Last night, I put together a Christmas package to send to my oldest and his lovely wife in Europe. I wrapped each item and placed it strategically inside a small box, making sure to make the most of each square inch. Even though we won’t be together this year, I wanted them to have something to open from us on Christmas morning.
I can still remember my first Christmas abroad. My husband and I had arrived in Thailand only a few months before. That year, we had managed to find a tree to decorate. We woke up on Christmas morning to open our gifts from one another along with a small box from his sister.
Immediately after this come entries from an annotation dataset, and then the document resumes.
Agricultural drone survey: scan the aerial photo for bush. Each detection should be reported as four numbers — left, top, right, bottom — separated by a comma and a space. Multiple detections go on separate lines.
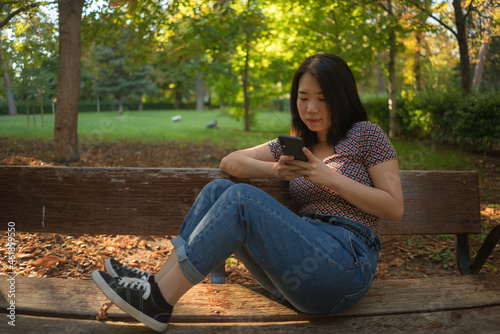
399, 87, 500, 153
444, 91, 500, 153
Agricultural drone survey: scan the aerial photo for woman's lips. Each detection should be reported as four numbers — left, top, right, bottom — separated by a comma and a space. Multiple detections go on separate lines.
307, 118, 321, 124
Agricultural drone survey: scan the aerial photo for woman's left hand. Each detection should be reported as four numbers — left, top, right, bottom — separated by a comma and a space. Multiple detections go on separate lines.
288, 147, 335, 185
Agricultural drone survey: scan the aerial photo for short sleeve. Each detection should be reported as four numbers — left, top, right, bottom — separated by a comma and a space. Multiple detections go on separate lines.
268, 139, 282, 161
360, 122, 397, 168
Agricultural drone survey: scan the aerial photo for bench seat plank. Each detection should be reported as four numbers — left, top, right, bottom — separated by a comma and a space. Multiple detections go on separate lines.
0, 166, 481, 235
2, 306, 500, 334
0, 275, 500, 322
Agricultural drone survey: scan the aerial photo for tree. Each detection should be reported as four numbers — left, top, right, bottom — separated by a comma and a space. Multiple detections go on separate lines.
54, 0, 85, 163
0, 1, 40, 115
0, 38, 17, 115
95, 44, 155, 115
410, 0, 474, 94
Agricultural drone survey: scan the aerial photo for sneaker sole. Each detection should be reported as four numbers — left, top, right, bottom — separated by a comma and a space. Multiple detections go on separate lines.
92, 271, 168, 332
104, 259, 118, 277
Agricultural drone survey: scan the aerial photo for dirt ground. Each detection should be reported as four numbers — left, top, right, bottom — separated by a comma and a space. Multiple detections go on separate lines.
0, 138, 500, 283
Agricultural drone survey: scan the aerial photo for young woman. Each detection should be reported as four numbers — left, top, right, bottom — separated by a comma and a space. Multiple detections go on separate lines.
92, 54, 403, 331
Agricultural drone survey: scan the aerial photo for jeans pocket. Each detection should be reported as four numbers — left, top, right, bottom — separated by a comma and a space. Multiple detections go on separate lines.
329, 275, 374, 314
346, 231, 370, 266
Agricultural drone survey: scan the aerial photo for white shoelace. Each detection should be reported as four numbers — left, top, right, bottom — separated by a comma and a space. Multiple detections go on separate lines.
126, 267, 151, 281
118, 276, 151, 300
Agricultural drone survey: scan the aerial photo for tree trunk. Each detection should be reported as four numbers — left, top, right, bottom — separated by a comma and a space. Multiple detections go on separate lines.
196, 77, 205, 111
453, 0, 472, 94
387, 0, 398, 138
243, 42, 250, 131
54, 0, 85, 163
118, 96, 123, 116
0, 39, 17, 115
472, 7, 493, 91
413, 30, 423, 92
376, 51, 386, 94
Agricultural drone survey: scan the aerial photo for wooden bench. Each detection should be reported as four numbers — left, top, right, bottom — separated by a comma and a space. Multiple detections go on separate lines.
0, 166, 500, 333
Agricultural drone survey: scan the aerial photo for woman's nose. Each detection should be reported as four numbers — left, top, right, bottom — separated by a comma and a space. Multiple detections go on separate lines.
307, 101, 318, 113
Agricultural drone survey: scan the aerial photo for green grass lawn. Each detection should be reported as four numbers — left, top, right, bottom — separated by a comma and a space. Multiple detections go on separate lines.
0, 110, 473, 170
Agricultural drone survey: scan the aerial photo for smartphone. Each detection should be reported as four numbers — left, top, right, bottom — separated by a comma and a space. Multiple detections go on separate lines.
278, 135, 309, 162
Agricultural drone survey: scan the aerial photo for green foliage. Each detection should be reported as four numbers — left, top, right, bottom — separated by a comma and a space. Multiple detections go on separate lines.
428, 248, 454, 269
361, 94, 389, 131
399, 90, 500, 153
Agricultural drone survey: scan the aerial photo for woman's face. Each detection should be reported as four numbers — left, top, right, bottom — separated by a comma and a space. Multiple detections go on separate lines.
297, 72, 332, 142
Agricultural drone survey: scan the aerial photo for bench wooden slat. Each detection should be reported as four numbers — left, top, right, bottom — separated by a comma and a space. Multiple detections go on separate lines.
0, 275, 500, 322
2, 307, 500, 334
0, 166, 480, 235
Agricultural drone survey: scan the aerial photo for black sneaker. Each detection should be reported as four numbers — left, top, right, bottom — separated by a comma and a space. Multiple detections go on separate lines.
92, 270, 173, 332
104, 257, 152, 281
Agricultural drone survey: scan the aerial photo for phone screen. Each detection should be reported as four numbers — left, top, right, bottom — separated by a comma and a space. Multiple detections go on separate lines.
278, 135, 309, 161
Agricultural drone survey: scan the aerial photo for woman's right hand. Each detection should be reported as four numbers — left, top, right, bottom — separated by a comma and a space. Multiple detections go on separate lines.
274, 155, 303, 181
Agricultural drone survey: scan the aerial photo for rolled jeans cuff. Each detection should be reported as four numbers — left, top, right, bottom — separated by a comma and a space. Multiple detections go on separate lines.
172, 236, 205, 285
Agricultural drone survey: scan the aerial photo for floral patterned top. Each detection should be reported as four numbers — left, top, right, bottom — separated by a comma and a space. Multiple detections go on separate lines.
268, 121, 397, 232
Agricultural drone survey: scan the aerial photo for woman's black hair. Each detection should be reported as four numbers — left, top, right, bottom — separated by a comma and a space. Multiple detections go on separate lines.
290, 53, 368, 147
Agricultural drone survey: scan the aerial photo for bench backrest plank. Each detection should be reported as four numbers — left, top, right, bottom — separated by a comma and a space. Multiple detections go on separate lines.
0, 166, 480, 235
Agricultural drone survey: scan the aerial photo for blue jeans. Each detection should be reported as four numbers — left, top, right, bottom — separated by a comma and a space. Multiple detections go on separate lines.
172, 179, 380, 314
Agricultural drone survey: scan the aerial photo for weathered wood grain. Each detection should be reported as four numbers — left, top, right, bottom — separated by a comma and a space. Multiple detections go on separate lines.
0, 275, 500, 322
0, 306, 500, 334
0, 166, 480, 235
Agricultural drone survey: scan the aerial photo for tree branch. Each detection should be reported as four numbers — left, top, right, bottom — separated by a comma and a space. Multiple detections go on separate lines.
464, 0, 474, 22
406, 0, 458, 37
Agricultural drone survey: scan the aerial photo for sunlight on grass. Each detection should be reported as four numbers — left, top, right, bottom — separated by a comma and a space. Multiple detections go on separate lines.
0, 110, 480, 170
0, 110, 290, 148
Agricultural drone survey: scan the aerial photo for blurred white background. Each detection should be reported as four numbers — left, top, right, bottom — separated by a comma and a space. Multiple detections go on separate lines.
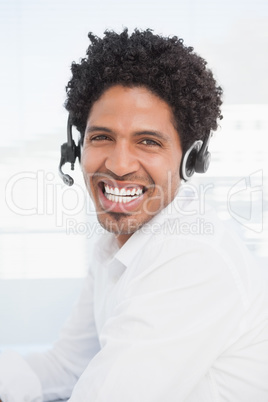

His parents had mailed a package to us weeks before, but it was still in transit somewhere amongst the miles.
It was definitely a quieter Christmas…our first year away from home. There was no family circle and no smells of turkey wafting from the kitchen…just my husband, me and our little Christmas tree.
Of course, we got a lot better at doing Christmas away from “home” as the years passed. In fact, just one year after that first quiet Christmas in Thailand we had a brand new baby who royally christened that little tree and his Mema who was changing him. Yep, just one year later we had family and a baby to share the holiday with us.
What a difference one year makes!
For to us a child is born,
to us a son is given,
and the government will be on his shoulders.
And he will be called
Wonderful Counselor, Mighty God,
Everlasting Father, Prince of Peace.
I guess this year brings back memories of that first Christmas away from home and that little tree. Although Christmas is only a few weeks away, my calendar is not filled with the parties or festive programs that I’ve come to expect during the holiday season.
This year will be a quieter Christmas. But what a difference one year can make!
Yes, it’s different, but my heart is encouraged and comforted to know that Jesus is my reason for celebration all year long. He invests my life with meaning and purpose, whether I’m alone or in a crowd. In fact, I believe I can hear his voice clearer when it’s not drowned out by festive celebrations.
I know we’ll have big celebrations again in the future, but for now…Jesus is enough for me.